Solo encontraremos la libertad y verdadera alegría cultivando el ‘élan’ vital, despertando nuestros anhelos más personales
Lo fascinante es que este doble sentido reaparece a lo largo de la tradición filosófica occidental. Por un lado, el deseo se percibe como una falta y se subraya esencialmente su carácter negativo. Por otro lado, se percibe como un poder y como el principal motor de nuestras vidas. La mayoría de los filósofos de la Antigüedad vieron el deseo como una falta y lo consideraron no tanto como una cuestión sino como un problema: la búsqueda de una satisfacción que, una vez saciada, renace enseguida bajo la misma forma o bajo la forma de otro objeto, condenándonos así a estar insatisfechos de por vida. Fue Platón, el más conocido entre los discípulos de Sócrates, quien mejor teorizó esta dimensión insaciable del deseo humano en forma de falta: “Lo que no tenemos, lo que no somos, lo que echamos de menos: he aquí los objetos del deseo y del amor”. Aristóteles relativiza esta identificación del deseo con la falta y ve en él nuestra única fuerza motriz: “No hay más que un principio motor: la facultad desiderativa”. En el siglo XVII, Spinoza retoma esta idea y la sitúa en el centro de toda su filosofía ética: el deseo es la potencia vital que pone en movimiento todas nuestras energías y, bien dirigido por la razón, es lo único que puede llevarnos a la alegría y a la felicidad suprema (la beatitud).
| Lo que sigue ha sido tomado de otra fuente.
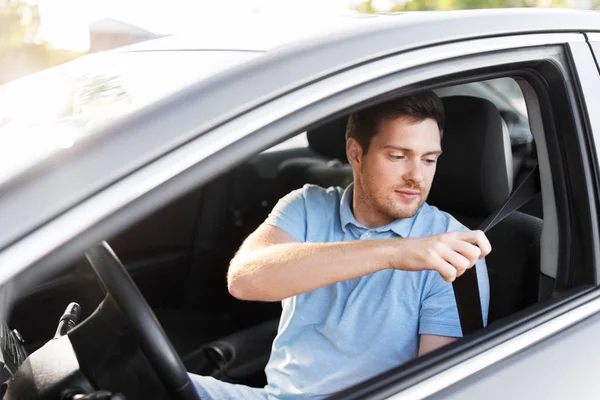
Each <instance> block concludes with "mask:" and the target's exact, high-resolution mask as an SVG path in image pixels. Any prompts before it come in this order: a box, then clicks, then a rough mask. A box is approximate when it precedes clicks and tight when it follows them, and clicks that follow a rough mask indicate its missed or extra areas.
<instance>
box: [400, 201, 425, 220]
mask: <svg viewBox="0 0 600 400" xmlns="http://www.w3.org/2000/svg"><path fill="white" fill-rule="evenodd" d="M422 205H423V203H422V202H419V203H418V204H415V205H412V206H409V207H407V206H406V205H403V207H398V208H397V209H396V210H395V212H394V219H401V218H412V217H414V216H415V215H416V214H417V212H418V211H419V209H420V208H421V206H422Z"/></svg>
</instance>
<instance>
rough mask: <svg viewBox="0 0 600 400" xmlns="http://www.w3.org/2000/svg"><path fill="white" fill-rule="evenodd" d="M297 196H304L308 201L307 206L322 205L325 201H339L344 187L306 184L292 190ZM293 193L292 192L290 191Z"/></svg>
mask: <svg viewBox="0 0 600 400" xmlns="http://www.w3.org/2000/svg"><path fill="white" fill-rule="evenodd" d="M292 193H293V194H294V196H295V197H296V196H297V197H302V198H303V199H304V201H305V202H306V206H307V207H309V206H321V205H323V203H339V201H340V199H341V197H342V195H343V193H344V189H343V188H341V187H339V186H330V187H328V188H324V187H322V186H318V185H313V184H310V183H307V184H305V185H304V186H302V187H301V188H300V189H296V190H294V191H293V192H292ZM290 194H291V193H290Z"/></svg>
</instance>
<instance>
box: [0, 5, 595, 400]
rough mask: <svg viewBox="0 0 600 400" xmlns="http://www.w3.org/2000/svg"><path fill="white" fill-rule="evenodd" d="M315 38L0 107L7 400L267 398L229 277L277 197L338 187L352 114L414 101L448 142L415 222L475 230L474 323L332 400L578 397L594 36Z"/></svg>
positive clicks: (48, 74) (525, 9)
mask: <svg viewBox="0 0 600 400" xmlns="http://www.w3.org/2000/svg"><path fill="white" fill-rule="evenodd" d="M324 25H325V27H326V28H328V29H329V28H331V29H330V31H328V32H326V33H322V34H320V35H319V34H317V35H315V36H312V37H310V38H305V39H301V38H297V37H296V36H294V35H292V34H290V35H284V34H282V35H266V37H267V38H268V39H270V42H269V43H267V44H265V43H262V44H260V43H258V42H257V43H258V44H257V43H254V44H253V43H251V42H252V40H251V38H250V36H251V35H252V33H251V31H248V35H244V37H243V38H240V40H241V42H243V45H236V44H235V43H233V42H231V43H218V44H213V45H207V44H206V43H207V40H208V39H211V38H198V39H194V38H192V39H185V40H182V39H179V38H164V39H159V40H158V41H152V42H148V43H144V44H141V45H135V46H133V47H127V48H123V49H118V50H114V51H111V52H107V53H100V54H96V55H90V56H85V57H82V58H80V59H78V60H75V61H73V62H71V63H68V64H65V65H64V66H60V67H57V68H54V69H51V70H48V71H43V72H41V73H39V74H35V75H33V76H30V77H26V78H23V79H22V80H19V81H16V82H13V83H9V84H7V85H4V86H2V87H0V105H1V107H0V149H1V150H0V154H1V155H2V156H1V157H0V167H1V168H0V170H1V171H2V172H1V173H0V221H2V224H0V285H1V297H0V299H1V305H2V307H1V310H2V312H3V314H2V316H1V317H2V320H3V323H2V330H1V331H0V332H1V335H0V337H1V338H2V340H1V342H0V344H1V347H2V349H1V353H2V356H3V362H2V370H1V372H2V374H3V375H2V376H3V381H4V384H3V385H2V386H1V387H2V391H3V395H4V397H3V398H4V399H38V398H49V399H50V398H61V399H76V398H80V399H81V398H92V396H101V395H104V396H110V395H112V396H113V398H118V397H117V393H121V394H122V395H124V396H125V397H126V398H127V399H138V398H139V399H147V398H152V399H162V398H177V399H186V400H191V399H196V398H198V395H197V394H196V392H195V391H194V390H193V387H192V386H191V383H190V381H189V378H188V375H187V373H186V371H191V372H195V373H199V374H202V375H211V376H214V377H216V378H218V379H222V380H225V381H228V382H233V383H240V384H246V385H252V386H260V385H264V384H265V376H264V373H263V371H262V369H263V368H264V365H265V363H266V361H267V359H268V357H269V351H270V346H271V342H272V340H273V337H274V335H275V334H276V331H277V325H278V316H279V313H280V311H281V307H280V305H279V304H278V303H257V302H243V301H239V300H236V299H234V298H233V297H232V296H230V295H229V293H228V292H227V286H226V277H225V275H226V270H227V267H228V263H229V260H230V259H231V257H232V256H233V254H234V253H235V251H236V249H237V248H238V247H239V245H240V243H241V242H242V241H243V239H244V238H245V237H246V236H247V235H248V234H249V233H250V232H252V231H253V230H254V229H255V228H256V227H257V226H258V225H259V224H260V223H261V222H262V221H263V220H264V218H265V217H266V216H267V215H268V213H269V211H270V209H271V208H272V207H273V206H274V204H275V202H276V201H277V200H278V199H279V198H280V197H281V196H282V195H284V194H286V193H288V192H289V191H290V190H293V189H295V188H298V187H301V186H302V185H304V184H306V183H313V184H319V185H322V186H332V185H334V186H343V185H346V184H348V183H349V182H350V181H351V179H352V176H351V169H350V168H349V166H348V164H347V161H346V160H345V152H344V132H345V124H346V120H347V116H348V115H349V114H350V113H351V112H353V111H356V110H359V109H361V108H364V107H367V106H370V105H374V104H377V103H378V102H382V101H384V100H386V99H389V98H393V97H396V96H401V95H403V94H407V93H413V92H417V91H421V90H428V89H432V90H434V91H436V92H437V93H438V94H439V95H440V96H441V97H442V100H443V102H444V106H445V110H446V120H447V121H446V125H445V129H444V137H443V142H442V146H443V149H444V155H443V156H442V157H441V158H440V162H439V165H438V173H437V175H436V179H435V181H434V184H433V187H432V191H431V195H430V199H429V201H430V202H431V204H433V205H436V206H438V207H439V208H441V209H443V210H445V211H448V212H450V213H451V214H453V215H454V216H455V217H456V218H457V219H459V220H460V221H461V222H462V223H463V224H465V225H466V226H468V227H469V228H472V229H477V228H482V227H483V228H484V229H486V233H487V235H488V238H489V239H490V241H491V243H492V246H493V248H494V251H492V253H490V255H489V256H488V257H487V258H486V262H487V265H488V272H489V277H490V294H491V299H490V312H489V323H488V325H487V326H486V327H485V328H481V329H476V330H474V331H473V332H466V334H465V335H464V337H463V338H462V339H460V340H458V341H456V342H454V343H452V344H450V345H447V346H445V347H443V348H440V349H438V350H436V351H434V352H432V353H429V354H427V355H425V356H422V357H419V358H417V359H415V360H413V361H410V362H409V363H407V364H404V365H399V366H397V367H396V368H393V369H391V370H389V371H385V372H384V373H382V374H378V375H376V376H373V377H370V378H369V379H366V380H365V381H363V382H348V385H347V386H348V387H347V388H344V389H343V390H342V391H340V392H339V393H334V394H330V397H329V398H332V399H359V398H360V399H365V398H368V399H384V398H386V399H394V400H400V399H415V398H425V397H428V398H461V399H462V398H481V397H485V398H502V399H504V398H532V397H534V398H539V397H544V398H565V397H566V398H570V397H589V398H592V397H596V393H598V392H600V384H599V383H598V380H597V379H595V376H594V374H595V371H596V370H597V367H598V365H599V361H598V360H600V346H599V345H598V344H597V340H596V338H597V336H598V334H599V333H600V313H599V311H600V291H599V290H598V285H599V284H600V281H599V280H600V274H599V272H600V258H599V257H600V238H599V235H600V230H599V220H598V204H599V195H600V184H599V179H600V174H599V172H600V164H599V162H600V161H599V159H598V154H599V150H600V149H599V148H598V143H600V114H598V113H597V112H596V110H598V109H600V91H599V90H598V89H599V88H600V70H599V61H600V14H598V13H595V12H582V11H566V10H533V9H524V10H484V11H460V12H458V11H457V12H431V13H429V12H426V13H420V12H419V13H406V14H400V15H393V16H391V15H386V16H379V17H369V18H355V19H353V18H349V19H345V20H344V22H343V23H342V24H339V26H338V25H336V24H333V23H332V24H330V25H327V24H324ZM315 29H316V28H315ZM300 36H302V35H300ZM213 39H214V38H213ZM215 40H216V39H215ZM217 42H218V41H217ZM517 200H518V201H517ZM515 203H518V204H515ZM502 210H504V211H502ZM492 226H493V227H492ZM459 280H460V279H459ZM471 300H472V299H471ZM459 309H460V305H459ZM354 334H356V335H360V334H361V333H360V332H359V331H357V332H354ZM323 379H327V377H324V378H323ZM84 396H88V397H84ZM95 398H97V397H95Z"/></svg>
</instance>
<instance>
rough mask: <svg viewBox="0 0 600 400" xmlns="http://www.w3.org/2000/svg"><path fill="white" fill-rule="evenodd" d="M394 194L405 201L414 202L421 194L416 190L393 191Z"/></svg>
mask: <svg viewBox="0 0 600 400" xmlns="http://www.w3.org/2000/svg"><path fill="white" fill-rule="evenodd" d="M394 192H395V193H396V194H398V195H399V196H400V197H402V198H403V199H406V200H414V199H416V198H417V197H419V195H420V194H421V192H419V191H417V190H395V191H394Z"/></svg>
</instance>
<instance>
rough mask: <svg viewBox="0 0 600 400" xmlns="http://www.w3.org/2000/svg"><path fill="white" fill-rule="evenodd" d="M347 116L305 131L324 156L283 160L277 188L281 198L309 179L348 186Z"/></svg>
mask: <svg viewBox="0 0 600 400" xmlns="http://www.w3.org/2000/svg"><path fill="white" fill-rule="evenodd" d="M346 124H347V118H342V119H335V120H333V121H330V122H328V123H326V124H323V125H320V126H318V127H317V128H315V129H311V130H308V131H307V132H306V138H307V140H308V146H309V147H310V148H311V150H313V151H314V152H316V153H317V154H319V155H321V156H323V157H325V159H318V158H308V157H302V158H291V159H289V160H286V161H284V162H282V163H281V165H280V166H279V171H278V174H277V177H276V180H275V182H276V187H277V189H276V191H277V194H278V196H279V197H280V198H281V197H283V196H285V195H286V194H288V193H289V192H291V191H292V190H294V189H298V188H301V187H302V186H304V185H305V184H306V183H312V184H314V185H319V186H322V187H330V186H341V187H346V186H348V185H349V184H350V183H352V180H353V176H352V167H351V166H350V164H348V159H347V158H346Z"/></svg>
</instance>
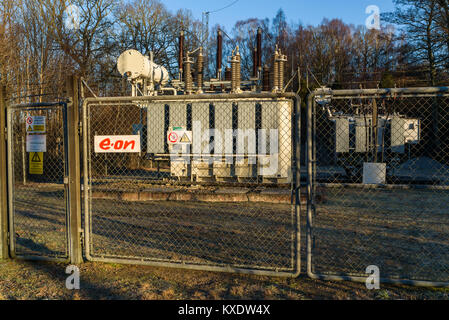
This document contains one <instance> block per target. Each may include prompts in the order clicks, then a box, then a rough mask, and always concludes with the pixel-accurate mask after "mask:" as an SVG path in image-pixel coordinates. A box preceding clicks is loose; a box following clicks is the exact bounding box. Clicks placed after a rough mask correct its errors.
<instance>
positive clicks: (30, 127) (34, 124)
mask: <svg viewBox="0 0 449 320" xmlns="http://www.w3.org/2000/svg"><path fill="white" fill-rule="evenodd" d="M26 126H27V133H45V130H46V129H45V117H44V116H28V117H27V119H26Z"/></svg>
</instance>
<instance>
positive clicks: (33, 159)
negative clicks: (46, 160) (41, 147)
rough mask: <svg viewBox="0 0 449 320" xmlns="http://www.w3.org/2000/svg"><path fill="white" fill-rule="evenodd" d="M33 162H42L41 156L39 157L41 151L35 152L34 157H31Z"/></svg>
mask: <svg viewBox="0 0 449 320" xmlns="http://www.w3.org/2000/svg"><path fill="white" fill-rule="evenodd" d="M31 162H41V158H39V153H37V152H35V153H34V155H33V157H32V158H31Z"/></svg>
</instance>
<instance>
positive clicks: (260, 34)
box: [256, 28, 262, 71]
mask: <svg viewBox="0 0 449 320" xmlns="http://www.w3.org/2000/svg"><path fill="white" fill-rule="evenodd" d="M256 49H257V69H258V71H262V29H261V28H259V29H257V48H256Z"/></svg>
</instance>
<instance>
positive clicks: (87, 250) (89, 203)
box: [82, 93, 301, 278]
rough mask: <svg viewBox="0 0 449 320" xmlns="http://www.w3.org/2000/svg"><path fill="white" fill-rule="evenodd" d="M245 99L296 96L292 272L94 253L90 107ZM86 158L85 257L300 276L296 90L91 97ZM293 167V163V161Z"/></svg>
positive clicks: (262, 274) (300, 144)
mask: <svg viewBox="0 0 449 320" xmlns="http://www.w3.org/2000/svg"><path fill="white" fill-rule="evenodd" d="M236 99H237V100H239V101H240V100H242V101H245V99H252V100H253V99H273V100H276V99H291V100H293V105H292V107H293V109H292V112H293V113H294V114H292V119H291V121H292V124H293V125H292V131H293V132H292V140H293V141H292V143H294V147H293V149H292V151H293V152H292V158H293V159H292V164H293V163H294V164H295V166H294V167H295V168H294V172H293V181H292V183H291V190H292V199H294V202H295V203H293V204H292V216H293V218H292V219H293V220H294V221H293V223H294V228H295V230H294V232H295V238H296V239H295V243H294V244H292V250H293V252H294V256H295V257H294V258H293V257H292V260H293V261H292V262H293V264H294V270H293V271H292V272H284V271H279V272H277V271H271V269H267V270H265V269H257V268H256V267H252V266H251V267H246V266H244V267H234V266H226V265H217V266H214V265H208V264H207V265H201V264H191V263H175V262H173V263H171V262H163V261H157V260H156V261H155V260H151V259H142V258H141V259H129V258H115V257H104V256H101V257H94V256H92V254H91V252H90V243H91V239H90V237H91V236H90V232H91V221H90V214H91V212H90V211H91V203H90V197H91V195H90V192H91V188H90V183H91V182H90V161H91V160H90V150H91V146H90V143H91V139H90V138H89V135H90V134H91V133H90V132H89V124H90V121H91V119H90V114H89V108H90V107H91V106H94V105H97V106H98V105H102V104H104V105H108V104H114V105H115V104H116V105H120V106H130V105H135V104H140V103H145V104H150V103H152V102H172V101H174V102H176V101H189V102H190V101H208V102H209V101H223V102H224V101H226V102H232V101H235V100H236ZM82 110H83V117H82V118H83V128H85V129H84V130H83V148H84V149H83V161H84V164H83V165H84V202H85V203H84V208H85V209H84V210H85V216H84V219H85V222H84V225H85V230H84V231H85V237H84V243H85V248H84V249H85V251H84V252H85V257H86V259H87V260H89V261H101V262H107V263H126V264H138V265H149V266H155V267H171V268H182V269H189V270H202V271H214V272H232V273H243V274H254V275H265V276H278V277H292V278H296V277H298V276H299V274H300V272H301V257H300V148H301V141H300V121H301V116H300V98H299V97H298V96H297V95H295V94H294V93H262V94H248V93H243V94H217V95H189V96H156V97H104V98H87V99H85V100H84V103H83V107H82ZM292 167H293V165H292Z"/></svg>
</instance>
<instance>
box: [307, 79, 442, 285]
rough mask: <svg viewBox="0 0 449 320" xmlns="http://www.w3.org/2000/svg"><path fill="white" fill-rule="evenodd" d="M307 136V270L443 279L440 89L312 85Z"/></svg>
mask: <svg viewBox="0 0 449 320" xmlns="http://www.w3.org/2000/svg"><path fill="white" fill-rule="evenodd" d="M308 139H309V143H308V152H307V153H308V176H309V183H308V188H309V203H308V234H307V242H308V243H307V254H308V273H309V275H310V276H312V277H313V278H322V279H330V280H355V281H363V282H364V281H365V280H366V277H367V267H368V266H377V267H378V268H379V270H380V275H381V278H382V279H383V281H385V282H402V283H409V284H416V285H445V286H447V285H448V284H449V250H448V249H449V206H448V203H449V95H448V92H447V89H446V88H442V89H438V88H416V89H388V90H387V89H385V90H340V91H327V90H317V91H316V92H314V93H312V94H311V95H310V96H309V101H308Z"/></svg>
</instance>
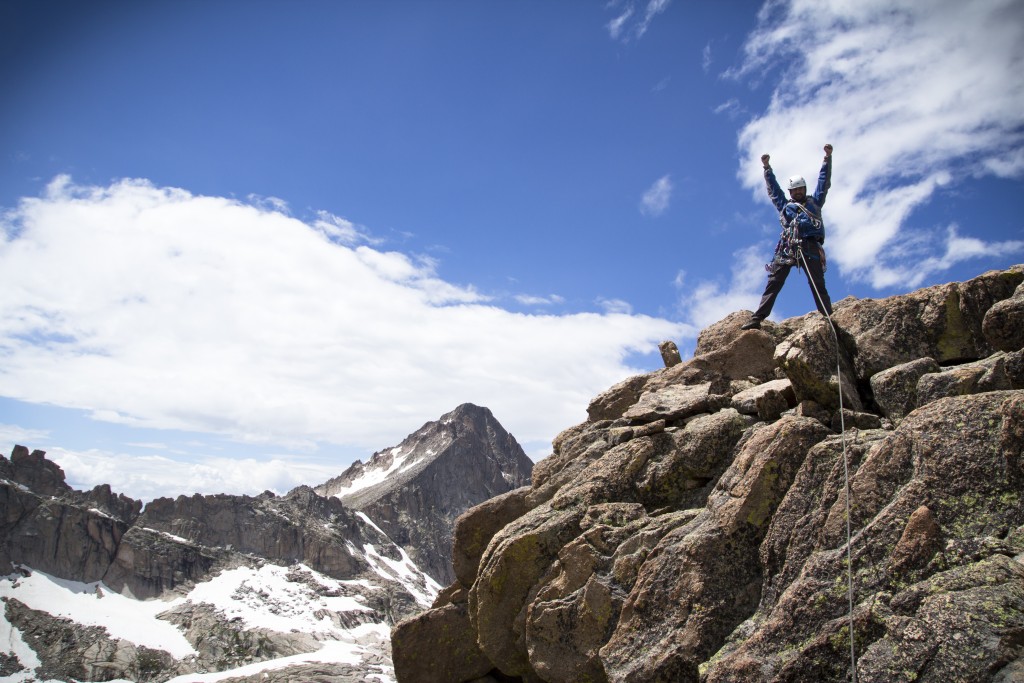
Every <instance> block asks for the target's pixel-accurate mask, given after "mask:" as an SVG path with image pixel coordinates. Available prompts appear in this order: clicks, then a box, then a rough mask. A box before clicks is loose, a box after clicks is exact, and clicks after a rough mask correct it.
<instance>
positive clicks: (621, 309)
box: [597, 299, 633, 315]
mask: <svg viewBox="0 0 1024 683" xmlns="http://www.w3.org/2000/svg"><path fill="white" fill-rule="evenodd" d="M597 303H598V305H599V306H601V308H603V309H604V311H605V312H606V313H609V314H612V315H632V314H633V306H632V305H631V304H630V303H629V302H628V301H624V300H622V299H598V300H597Z"/></svg>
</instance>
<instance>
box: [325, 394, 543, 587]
mask: <svg viewBox="0 0 1024 683" xmlns="http://www.w3.org/2000/svg"><path fill="white" fill-rule="evenodd" d="M532 467H534V463H532V462H531V461H530V460H529V458H527V457H526V454H525V453H523V450H522V446H520V445H519V443H518V442H517V441H516V440H515V438H514V437H513V436H512V435H511V434H509V433H508V432H507V431H506V430H505V428H504V427H502V425H501V423H499V422H498V420H496V419H495V416H494V415H493V414H492V413H490V411H489V410H487V409H486V408H480V407H477V405H473V404H472V403H464V404H462V405H460V407H458V408H457V409H455V410H454V411H452V412H451V413H447V414H445V415H443V416H441V417H440V419H438V420H436V421H432V422H428V423H427V424H425V425H423V427H421V428H420V429H418V430H417V431H415V432H413V433H412V434H410V435H409V436H408V437H407V438H406V439H404V440H403V441H402V442H401V443H399V444H398V445H397V446H395V447H391V449H384V450H382V451H379V452H378V453H375V454H374V455H373V457H372V458H371V459H370V460H369V461H368V462H367V463H366V464H364V463H361V462H360V461H356V462H355V463H353V464H352V466H351V467H349V468H348V469H347V470H345V472H343V473H342V474H341V475H340V476H338V477H335V478H334V479H331V480H330V481H327V482H325V483H323V484H321V485H319V486H316V487H315V492H316V493H317V494H319V495H321V496H326V497H336V498H338V499H340V500H341V502H342V503H343V504H344V505H345V507H346V508H350V509H352V510H358V511H360V512H364V513H366V514H367V516H368V517H370V518H371V519H373V521H374V523H376V524H378V525H379V526H380V527H381V528H382V529H383V530H384V532H385V533H387V535H388V537H390V538H391V540H392V541H394V542H395V543H396V544H398V545H399V546H401V547H402V548H403V549H406V550H407V551H409V554H410V555H411V556H412V558H413V560H414V561H415V562H416V564H417V566H419V567H420V568H422V569H423V570H424V571H426V572H427V573H428V574H430V575H431V577H432V578H433V579H434V580H436V581H437V582H438V583H440V584H442V585H445V584H450V583H451V582H453V581H455V573H454V569H453V566H452V537H453V532H454V528H455V520H456V518H458V517H459V515H461V514H462V513H463V512H465V511H466V510H468V509H469V508H470V507H472V506H473V505H476V504H477V503H479V502H480V501H485V500H487V499H490V498H494V497H495V496H499V495H501V494H504V493H506V492H509V490H511V489H513V488H518V487H519V486H522V485H525V484H526V483H528V482H529V477H530V472H531V471H532Z"/></svg>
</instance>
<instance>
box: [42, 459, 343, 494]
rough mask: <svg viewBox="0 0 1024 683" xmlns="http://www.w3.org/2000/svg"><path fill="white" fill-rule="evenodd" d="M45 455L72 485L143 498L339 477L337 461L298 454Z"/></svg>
mask: <svg viewBox="0 0 1024 683" xmlns="http://www.w3.org/2000/svg"><path fill="white" fill-rule="evenodd" d="M46 458H47V459H48V460H51V461H53V462H55V463H56V464H57V465H59V466H60V469H62V470H63V471H65V478H66V480H67V482H68V484H69V485H70V486H72V487H74V488H78V489H85V490H88V489H89V488H92V486H94V485H95V484H96V482H100V481H101V482H103V483H109V484H110V485H111V489H112V490H114V492H115V493H118V494H125V495H126V496H129V497H131V498H134V499H136V500H141V501H144V502H148V501H152V500H154V499H156V498H176V497H178V496H191V495H193V494H207V495H210V494H222V493H224V492H228V493H231V494H234V495H248V496H257V495H259V494H261V493H263V492H264V490H270V492H273V493H274V494H278V495H284V494H286V493H288V492H289V490H291V489H292V488H295V487H296V486H299V485H302V484H306V485H316V484H319V483H323V482H325V481H327V480H328V479H330V478H331V477H334V476H337V475H338V474H340V473H341V469H343V468H339V467H338V466H337V465H325V464H314V463H307V462H302V461H299V460H297V459H296V458H295V457H294V456H289V457H287V458H286V457H280V458H269V459H266V460H259V459H255V458H238V459H232V458H218V457H204V458H202V460H201V462H198V461H197V460H196V459H193V460H190V461H188V460H183V459H171V458H167V457H165V456H162V455H152V456H136V455H128V454H124V453H112V452H106V451H100V450H95V449H90V450H88V451H69V450H67V449H61V447H51V449H49V450H47V452H46Z"/></svg>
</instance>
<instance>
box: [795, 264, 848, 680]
mask: <svg viewBox="0 0 1024 683" xmlns="http://www.w3.org/2000/svg"><path fill="white" fill-rule="evenodd" d="M797 253H798V254H799V255H800V260H801V261H803V265H804V272H805V273H806V274H807V282H809V283H810V284H811V288H812V289H813V290H814V296H815V298H816V303H817V304H818V306H819V307H821V308H824V306H823V305H821V302H822V301H823V299H822V298H821V293H820V292H818V287H817V285H815V284H814V279H813V278H811V271H810V269H809V268H808V267H807V257H806V256H805V255H804V250H803V247H802V246H798V248H797ZM824 315H825V319H826V321H828V327H829V328H831V331H833V339H834V340H835V341H836V378H837V380H838V383H839V425H840V440H841V441H842V443H843V482H844V485H845V486H846V583H847V600H848V601H849V603H850V604H849V606H850V611H849V615H850V616H849V621H850V673H851V674H852V676H853V678H852V683H857V648H856V645H855V644H854V642H853V553H852V552H851V550H850V546H851V545H852V538H853V536H852V533H851V531H850V460H849V458H848V457H847V455H846V418H845V416H844V415H843V369H842V360H841V358H840V353H839V333H837V332H836V325H835V324H834V323H833V321H831V315H829V314H828V313H827V312H826V313H825V314H824Z"/></svg>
Deseo-falta que conduce a la insatisfacción y la desdicha y al que conviene poner límites o eliminar… o deseo-potencia que conduce a la plenitud y la felicidad y que conviene cultivar: ¿quién tiene razón? Si nos observamos atentamente a nosotros mismos y a la naturaleza humana, ambas teorías parecen pertinentes y no se excluyen mutuamente. En nuestras vidas podemos experimentar el deseo-falta y el deseo-potencia. Cuando caemos en la trampa de la insatisfacción permanente, la comparación social, la envidia, la lujuria, la pasión amorosa, damos la razón a Platón. Pero cuando nos dejamos llevar por la alegría de crear, crecer, avanzar, amar, desarrollar nuestros talentos, realizarnos a través de lo que hacemos, conocer, damos la razón a Spinoza. Y las cosas son incluso un poco más complejas, ya que el deseo-falta puede también ser el motor de una búsqueda espiritual que conduzca a la contemplación de la belleza divina, mientras que el deseo-potencia puede llevarnos a excesos y a una forma de hibris denunciada por los griegos.